ICE Agents Crash Whistleblower's TV Interview

James Schwab, who resigned from Immigration and Customs Enforcement over their lies, was being interviewed for TV when government agents knocked on his door.

An Immigration and Customs Enforcement whistleblower, who resigned in protest for being told to lie about immigration raids in the Oakland area earlier this year, was interrupted during his first television interview on Wednesday.

In the middle of his interview with Jamie Yuccas, James Schwab, who was discussing discrepancies and lies about undocumented immigrants perpetuated by President Donald Trump’s administration officials, received a knock on his door.

Schwab and Yuccas both answered it. Agents from the Department of Homeland Security’s Inspector General’s Office had arrived, wanting to ask Schwab questions about the subject matter he was discussing with Yuccas.

Schwab left ICE in March over his frustration of a lie being perpetuated regarding those raids. When Oakland Mayor Libby Schaaf leaked to her community about the planned raids, Schwab was told to draft a statement alleging that her action made the agency’s work more difficult.

In reality, the agency’s raids actually ended up capturing more undocumented immigrants than they had expected.

“We ended up arresting 232, which is 16 percent higher than our highest estimates,” Schwab said. “So internally, that was considered a success...But what they publicly said was that [Mayor Schaaf] let people go.”

Schwab’s original statement was political spin, stating that “Some of them [undocumented immigrants] were able to elude” ICE due to “the mayor's irresponsible decision.” Schwab said he was comfortable with that statement because it included the word “some.”

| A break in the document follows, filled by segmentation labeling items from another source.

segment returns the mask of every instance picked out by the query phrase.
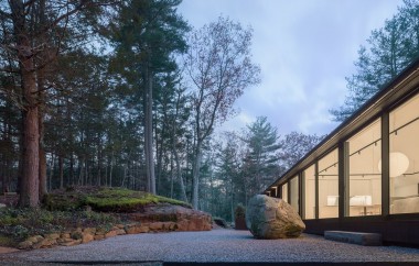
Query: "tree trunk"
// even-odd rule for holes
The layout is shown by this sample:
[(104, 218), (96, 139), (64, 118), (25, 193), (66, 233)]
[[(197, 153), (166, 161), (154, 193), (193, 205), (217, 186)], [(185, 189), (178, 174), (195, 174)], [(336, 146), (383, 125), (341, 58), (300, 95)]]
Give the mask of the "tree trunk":
[(63, 155), (58, 156), (58, 169), (60, 169), (60, 188), (64, 188), (64, 158)]
[(110, 157), (110, 169), (109, 169), (109, 187), (112, 187), (112, 170), (114, 170), (114, 152)]
[(147, 67), (144, 75), (146, 82), (146, 113), (144, 113), (144, 153), (146, 153), (146, 175), (149, 180), (149, 192), (155, 195), (155, 176), (153, 158), (153, 97), (152, 97), (152, 73)]
[(195, 148), (195, 156), (193, 159), (193, 166), (192, 166), (192, 207), (197, 210), (200, 208), (198, 206), (198, 189), (200, 189), (200, 168), (201, 168), (201, 146), (202, 143), (200, 140), (196, 142), (196, 148)]
[(28, 34), (23, 1), (9, 1), (13, 35), (17, 40), (23, 100), (23, 153), (19, 207), (39, 206), (40, 132), (36, 102), (36, 76), (31, 34)]
[(54, 167), (55, 167), (55, 156), (54, 154), (51, 154), (51, 166), (50, 166), (50, 177), (49, 177), (49, 189), (52, 190), (52, 177), (54, 174)]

His feelings changed, however, when Attorney General Jeff Sessions suggested that ICE had failed to arrest 800 individuals because of the mayor’s actions. That was “[c]ompletely false,” according to Schwab.

After the agency was asked about the differences between Sessions’ words and Schwab’s original statement, Schwab said he was told not to correct the figure cited by the attorney general.

“It was just shocking to me that no one wanted to fix that,” Schwab said.

He explained his decision to leave.

“I could not fathom staying at an organization that was OK with lying to the American public,” he said. “I hate that. In 17 years in the military, at the Department of Defense as a civilian, at NASA, and now at Homeland Security, I have never been asked to lie. I have never been asked to perpetuate a lie, which is the same as lying.”

After the agents who interrupted his interview with Yuccas left, he explained that he felt their presence there was an intimidation tactic.

“Why, three months later, are we doing this? This is intimidation,” Schwab said. “And this is why people won't come out and speak against the government.”

Schwab is right to question the intimidation. He stood up to an action he believed to have been wrong, and now it seems that the government wants to find ways to scare him into compliance.

It’s fortunate that this incident happened while television cameras were rolling. But in the years ahead, if more dissenters within the Trump administration highlight disturbing lies and actions taken, cameras won’t always be readily available to document such intimidating measures.

This is dangerous territory we’re heading down, further indicative of the type of government Trump wishes he could run.